= Anthony Alfonso =

American businessman

Anthony Alfonso is an American businessman. He is the founder of Nutri-Force Nutrition and remained chief executive officer until the company was acquired in 2014 for $85 million by Vitamin Shoppe, Inc.

== Early life and education ==
Alfonso holds a Master's of Business Administration from Nova Southeastern University and a Bachelor of Science in Pharmaceutical Sciences from Florida A&M University.

== Career ==
In 2001, Alfonso founded Nutri-Force Nutrition, a cGMP awardee in the contract manufacturing labeling and branding of nutraceuticals, vitamins and nutritional supplements. In June 2014, The Vitamin Shoppe acquired Nutri-Force Nutrition for $85 million, and Alfonso became Senior Vice President at The Vitamin Shoppe. He is also an Operating Advisor at MBF Healthcare Partners, a private equity firm founded in 2005 in Coral Gables, Florida.

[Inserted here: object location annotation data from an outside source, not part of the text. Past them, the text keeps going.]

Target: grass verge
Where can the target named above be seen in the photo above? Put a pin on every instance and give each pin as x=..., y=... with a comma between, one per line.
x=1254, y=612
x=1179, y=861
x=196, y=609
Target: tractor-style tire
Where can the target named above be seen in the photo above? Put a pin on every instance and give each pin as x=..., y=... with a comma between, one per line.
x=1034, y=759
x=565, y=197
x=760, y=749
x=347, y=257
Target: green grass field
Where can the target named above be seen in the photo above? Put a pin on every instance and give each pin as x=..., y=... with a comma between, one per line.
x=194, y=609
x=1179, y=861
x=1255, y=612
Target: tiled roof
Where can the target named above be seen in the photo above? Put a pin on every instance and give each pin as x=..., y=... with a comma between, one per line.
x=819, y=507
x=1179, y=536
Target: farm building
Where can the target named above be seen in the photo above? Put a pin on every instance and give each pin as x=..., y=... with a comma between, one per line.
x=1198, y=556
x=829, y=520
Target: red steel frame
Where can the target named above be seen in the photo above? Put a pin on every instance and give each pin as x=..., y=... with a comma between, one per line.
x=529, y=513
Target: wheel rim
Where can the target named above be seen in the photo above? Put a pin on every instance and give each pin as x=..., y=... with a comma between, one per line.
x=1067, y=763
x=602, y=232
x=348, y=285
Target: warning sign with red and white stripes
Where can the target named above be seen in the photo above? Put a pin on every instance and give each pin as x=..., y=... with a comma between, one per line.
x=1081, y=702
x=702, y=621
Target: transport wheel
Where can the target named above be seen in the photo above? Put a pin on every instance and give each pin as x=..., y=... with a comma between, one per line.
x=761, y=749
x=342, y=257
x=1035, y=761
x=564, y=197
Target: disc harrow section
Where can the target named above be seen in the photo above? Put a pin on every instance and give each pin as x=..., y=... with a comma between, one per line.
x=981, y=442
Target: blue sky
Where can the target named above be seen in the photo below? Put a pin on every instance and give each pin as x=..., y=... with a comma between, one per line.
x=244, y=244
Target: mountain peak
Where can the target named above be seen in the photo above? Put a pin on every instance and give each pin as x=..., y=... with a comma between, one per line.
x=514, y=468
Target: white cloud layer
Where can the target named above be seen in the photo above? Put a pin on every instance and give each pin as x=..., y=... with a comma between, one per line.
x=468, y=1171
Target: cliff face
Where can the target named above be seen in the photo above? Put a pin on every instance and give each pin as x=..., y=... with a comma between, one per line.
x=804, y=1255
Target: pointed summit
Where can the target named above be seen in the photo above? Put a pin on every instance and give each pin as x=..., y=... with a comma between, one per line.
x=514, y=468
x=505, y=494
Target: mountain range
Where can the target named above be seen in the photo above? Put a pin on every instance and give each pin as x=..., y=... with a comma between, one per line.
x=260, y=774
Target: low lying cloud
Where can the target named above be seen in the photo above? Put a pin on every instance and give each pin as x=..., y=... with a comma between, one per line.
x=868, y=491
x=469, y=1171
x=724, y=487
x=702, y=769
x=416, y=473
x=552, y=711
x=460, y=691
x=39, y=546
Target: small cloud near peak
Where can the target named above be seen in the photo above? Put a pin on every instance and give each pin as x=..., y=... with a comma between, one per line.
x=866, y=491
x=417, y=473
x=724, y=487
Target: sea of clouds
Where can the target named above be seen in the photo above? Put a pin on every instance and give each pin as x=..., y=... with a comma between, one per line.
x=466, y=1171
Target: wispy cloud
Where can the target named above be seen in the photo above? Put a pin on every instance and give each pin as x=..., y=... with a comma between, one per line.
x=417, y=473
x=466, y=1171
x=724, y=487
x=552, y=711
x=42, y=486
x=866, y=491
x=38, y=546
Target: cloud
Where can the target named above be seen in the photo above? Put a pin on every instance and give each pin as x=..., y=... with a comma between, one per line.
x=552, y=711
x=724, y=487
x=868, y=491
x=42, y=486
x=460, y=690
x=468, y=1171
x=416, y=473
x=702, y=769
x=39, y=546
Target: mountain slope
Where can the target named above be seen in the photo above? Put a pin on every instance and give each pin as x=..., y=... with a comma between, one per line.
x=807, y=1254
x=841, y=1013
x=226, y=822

Alfonso is a preceptor for students in the College of Pharmacy at Nova Southeastern University, as part of an internship program.

== Awards ==
In 2012, as president and CEO of Nutri-Force Nutrition, Alfonso received South Florida Business Journal's Entrepreneur of the Year award.
In 2014, Alfonso received Top Minority Business Award in the Executive of the Year category from the Greater Miami Chamber of Commerce.